Os presidenciáveis estiveram hoje em mais um debate, dessa vez como convidados da 22º Conferência da UNALE (União Nacional dos Legisladores e Legislativos Estaduais), em Gramado (RS).

Todos os pré-candidatos tiveram 10 minutos de fala na abertura do evento e depois debateram temas mais específicos. Em sua fala inicial, Ciro Gomes pontuou os problemas centrais do país e insistiu na importância da reestruturação de um empoderado estado brasileiro, em parceria com a dinâmica da iniciativa privada, para o desenvolvimento de um projeto nacional que supere os efeitos da simplificação ideológica neoliberal e desenvolva o país.
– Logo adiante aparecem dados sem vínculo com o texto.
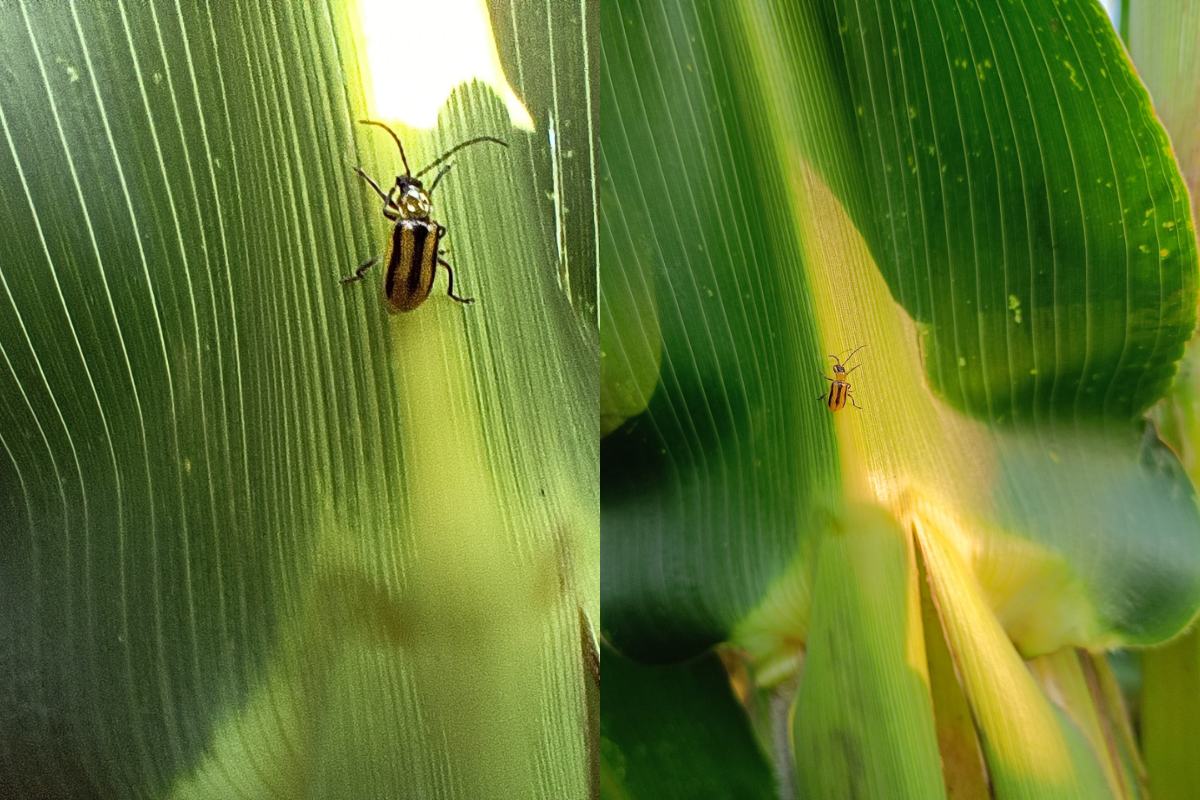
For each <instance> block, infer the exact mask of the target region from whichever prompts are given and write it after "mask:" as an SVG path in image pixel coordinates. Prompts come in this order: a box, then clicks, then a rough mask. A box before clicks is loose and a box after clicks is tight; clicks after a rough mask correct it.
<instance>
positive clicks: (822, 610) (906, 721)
mask: <svg viewBox="0 0 1200 800" xmlns="http://www.w3.org/2000/svg"><path fill="white" fill-rule="evenodd" d="M848 522H850V524H848V525H847V530H845V531H842V533H839V534H832V535H830V536H828V537H826V540H824V541H823V542H822V545H821V549H820V552H818V553H817V567H816V578H815V582H814V594H815V596H816V601H815V603H814V614H812V627H811V631H810V633H809V652H810V656H809V658H808V661H806V662H805V664H804V676H803V681H802V682H800V691H799V694H798V696H797V698H796V715H794V721H793V730H794V742H796V751H797V752H796V765H797V766H796V769H797V775H798V787H799V795H800V796H805V798H832V796H839V795H848V796H864V798H882V796H889V798H944V796H946V792H944V789H943V784H942V771H941V762H940V759H938V752H937V740H936V735H935V727H934V709H932V703H931V697H930V690H929V673H928V669H926V666H925V651H924V639H923V634H922V618H920V601H919V590H918V585H917V570H916V559H914V555H913V552H912V545H911V541H910V540H907V539H905V537H902V536H901V535H900V531H899V530H896V529H895V522H894V521H893V519H892V518H890V517H888V516H887V515H886V513H882V512H880V511H878V510H876V509H869V510H865V511H864V512H862V513H859V515H854V516H850V517H848ZM880 709H887V712H886V714H878V712H877V711H878V710H880Z"/></svg>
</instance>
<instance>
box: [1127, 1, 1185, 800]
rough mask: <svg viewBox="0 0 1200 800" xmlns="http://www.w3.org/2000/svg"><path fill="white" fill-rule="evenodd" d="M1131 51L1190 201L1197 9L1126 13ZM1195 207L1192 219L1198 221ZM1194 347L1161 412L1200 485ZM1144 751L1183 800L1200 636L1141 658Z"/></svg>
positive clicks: (1184, 636)
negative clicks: (1146, 86) (1181, 173)
mask: <svg viewBox="0 0 1200 800" xmlns="http://www.w3.org/2000/svg"><path fill="white" fill-rule="evenodd" d="M1126 18H1127V19H1128V24H1129V36H1128V43H1129V52H1130V55H1132V58H1133V60H1134V62H1135V64H1136V65H1138V71H1139V72H1140V73H1141V76H1142V77H1144V78H1145V80H1146V85H1147V86H1148V89H1150V90H1151V95H1152V96H1153V98H1154V109H1156V110H1157V112H1158V114H1159V116H1160V118H1162V120H1163V125H1164V126H1165V127H1166V131H1168V132H1169V133H1170V136H1171V140H1172V144H1174V146H1175V152H1176V154H1177V156H1178V160H1180V168H1181V170H1182V172H1183V176H1184V180H1186V181H1187V185H1188V188H1189V190H1190V191H1192V197H1193V198H1195V197H1196V192H1198V191H1200V136H1198V121H1200V97H1198V96H1196V92H1195V84H1196V80H1198V78H1200V50H1198V48H1196V38H1198V36H1200V8H1198V7H1196V6H1195V5H1194V4H1188V2H1177V1H1170V2H1163V4H1153V5H1152V4H1144V2H1139V4H1134V5H1133V6H1132V7H1130V8H1128V10H1126ZM1195 211H1196V210H1195V207H1193V215H1195ZM1198 357H1200V356H1198V349H1196V347H1195V341H1194V339H1193V342H1192V343H1190V345H1189V349H1188V355H1187V359H1186V360H1184V362H1183V366H1182V368H1181V371H1180V379H1178V381H1177V383H1176V385H1175V386H1174V389H1172V391H1171V395H1170V396H1169V397H1168V398H1166V402H1165V403H1164V404H1163V405H1162V407H1160V408H1159V409H1158V420H1159V422H1160V426H1162V429H1163V437H1164V440H1166V441H1168V443H1170V445H1171V446H1172V447H1174V449H1175V450H1176V451H1177V452H1178V453H1180V458H1181V461H1182V462H1183V464H1184V467H1186V468H1187V470H1188V474H1189V475H1190V476H1192V480H1193V481H1195V480H1198V479H1200V459H1198V453H1200V369H1198ZM1141 668H1142V674H1141V693H1140V697H1139V710H1140V723H1141V746H1142V752H1144V753H1145V760H1146V771H1147V780H1148V783H1150V786H1151V788H1152V790H1153V796H1154V798H1165V799H1175V798H1178V799H1182V798H1188V796H1190V795H1192V794H1194V793H1195V787H1196V786H1198V784H1200V760H1198V759H1196V748H1195V742H1196V740H1198V738H1200V634H1198V632H1196V630H1195V628H1194V627H1193V630H1192V631H1190V632H1189V633H1187V634H1186V636H1183V637H1180V638H1178V639H1176V640H1174V642H1171V643H1170V644H1168V645H1165V646H1163V648H1159V649H1156V650H1151V651H1147V652H1145V654H1144V655H1142V657H1141Z"/></svg>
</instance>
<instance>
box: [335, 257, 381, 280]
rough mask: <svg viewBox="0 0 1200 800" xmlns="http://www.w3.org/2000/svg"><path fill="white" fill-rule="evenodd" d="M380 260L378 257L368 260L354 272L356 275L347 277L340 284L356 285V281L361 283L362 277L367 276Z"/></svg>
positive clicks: (360, 264)
mask: <svg viewBox="0 0 1200 800" xmlns="http://www.w3.org/2000/svg"><path fill="white" fill-rule="evenodd" d="M378 260H379V257H378V255H376V257H374V258H368V259H367V260H365V261H362V263H361V264H359V269H356V270H354V275H347V276H346V277H344V278H342V279H341V281H338V283H354V282H355V281H361V279H362V276H365V275H366V272H367V270H370V269H371V267H372V266H374V265H376V261H378Z"/></svg>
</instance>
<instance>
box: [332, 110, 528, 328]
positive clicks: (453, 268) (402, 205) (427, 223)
mask: <svg viewBox="0 0 1200 800" xmlns="http://www.w3.org/2000/svg"><path fill="white" fill-rule="evenodd" d="M359 122H360V124H362V125H376V126H378V127H382V128H383V130H384V131H386V132H388V133H390V134H391V138H392V139H395V140H396V148H397V149H400V160H401V162H402V163H403V164H404V174H403V175H397V176H396V184H395V185H394V186H392V187H391V188H390V190H389V191H388V192H384V191H383V190H382V188H380V187H379V184H377V182H376V181H374V180H373V179H372V178H371V176H370V175H367V174H366V173H365V172H364V170H362V168H361V167H355V168H354V172H355V173H358V175H359V178H361V179H362V180H365V181H366V182H367V184H370V185H371V188H373V190H374V191H376V194H378V196H379V197H380V198H382V199H383V216H385V217H386V218H388V219H390V221H391V222H394V223H395V224H394V225H392V228H391V237H390V239H389V240H388V247H386V249H385V251H384V255H383V259H382V260H383V261H384V263H385V264H386V266H388V271H386V275H385V276H384V281H383V294H384V299H385V300H386V301H388V306H389V308H391V311H394V312H403V311H413V309H414V308H416V307H418V306H420V305H421V303H422V302H425V300H426V299H427V297H428V296H430V290H431V289H432V288H433V277H434V275H436V273H437V269H438V265H442V266H444V267H445V269H446V275H448V276H449V283H448V284H446V294H448V295H450V296H451V297H452V299H454V300H457V301H458V302H461V303H472V302H475V301H474V300H473V299H470V297H460V296H458V295H456V294H455V293H454V267H451V266H450V264H449V263H446V260H445V259H443V258H442V251H440V249H439V248H438V245H440V243H442V240H443V239H444V237H445V235H446V229H445V227H444V225H442V224H439V223H437V222H434V221H433V217H432V213H433V200H432V197H433V190H434V188H437V186H438V181H440V180H442V179H443V178H444V176H445V174H446V173H448V172H450V168H451V167H454V164H452V163H450V164H445V161H446V158H449V157H450V156H452V155H454V154H456V152H458V151H460V150H462V149H463V148H469V146H470V145H473V144H482V143H485V142H493V143H496V144H498V145H503V146H505V148H506V146H509V145H508V143H505V142H502V140H500V139H497V138H494V137H490V136H481V137H475V138H474V139H468V140H466V142H461V143H458V144H456V145H455V146H452V148H450V149H449V150H446V151H445V152H444V154H442V155H440V156H438V157H437V158H434V160H433V161H432V162H430V163H428V164H427V166H426V167H425V169H422V170H421V172H419V173H416V174H415V175H414V174H413V170H412V169H409V167H408V158H407V157H406V156H404V145H403V144H401V142H400V137H398V136H396V132H395V131H392V130H391V128H390V127H388V125H386V124H384V122H379V121H376V120H359ZM438 164H445V166H444V167H442V169H439V170H438V173H437V175H434V176H433V181H432V182H431V184H430V187H428V188H425V187H424V185H422V184H421V175H424V174H425V173H427V172H430V170H431V169H433V168H434V167H437V166H438ZM379 260H380V258H379V257H378V255H377V257H373V258H370V259H367V260H366V261H362V264H360V265H359V269H356V270H355V271H354V275H347V276H346V277H344V278H342V283H354V282H355V281H361V279H362V277H364V276H365V275H366V271H367V270H370V269H371V267H372V266H374V265H376V264H377V263H379Z"/></svg>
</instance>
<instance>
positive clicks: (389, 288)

Ao final, Ciro arrancou mais aplausos dos presentes ao afirmar que um novo e grave objetivo dessas eleições é restaurar a autoridade moral do poder político no país. Sobretudo face as contínuas extrapolações de função de setores da vida pública, em especial as interferências indevidas (e muitas vezes ilegais) de membros do judiciário. O poder político, em suas representações administrativas e legislativas, é conferido pelo povo e a ele cabe decidir sobre os destinos do país.

Como afirmou Ciro: “O Brasil precisa sair dessas eleições ganhando de volta, da mão sagrada do povo, a simples e pura premissa da democracia: quem manda no país não é judiciário extrapolando lei, quem manda no país é o povo e sua representação.”